世のため人のため

最近になってやっと、録画していた2021年の大河ドラマ『青天を衝け』を観始めました。
物語の主人公は「近代日本経済の父」と称される渋沢栄一氏。
3年後には新一万円札の肖像になる人物ですね。

大河ドラマをきっかけに予習のつもりで渋沢氏の事を調べてみて、生涯で400以上の企業に関わったり、日本で最初の銀行づくりに携わったことなどを知り、楽しみにしていました。
(学生の頃習ったのかな…しかし近代史というものは…なんかおろそかになりません??)

幼少期が描かれた初回、第2回。その中で栄一の父親が自分の商売について語る場面が。
「(自分の商いは)みんなが喜び、自分も利を得られる。いい商売だ。
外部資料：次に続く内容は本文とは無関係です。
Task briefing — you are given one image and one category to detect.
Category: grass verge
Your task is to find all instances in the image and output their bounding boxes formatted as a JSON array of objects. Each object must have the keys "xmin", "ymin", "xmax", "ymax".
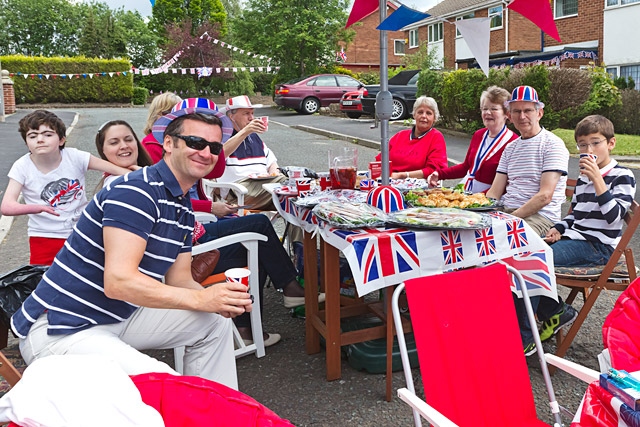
[{"xmin": 552, "ymin": 129, "xmax": 640, "ymax": 156}]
」
というような意味のことを言っていました。

それを聞いていた栄一は、目を輝かせて前に母から言われた言葉を思い出します。
みんなが嬉しいのが一番いい(ドラマのセリフは方言になってます)」。

生涯「みんなが豊かになること」を一番に考えたと言われる渋沢栄一の原点が描かれたような場面。
このセリフたちのやり取りを聞いていて、私はある歌の歌詞を思い出しました。

槇原敬之さん作詞作曲の『ぼくが一番欲しかったもの』
この歌は、とても素敵なものを拾って喜んでいた人が、自分以上に必要としている人にその素敵なものをあげて、あげることを繰り返すという内容です。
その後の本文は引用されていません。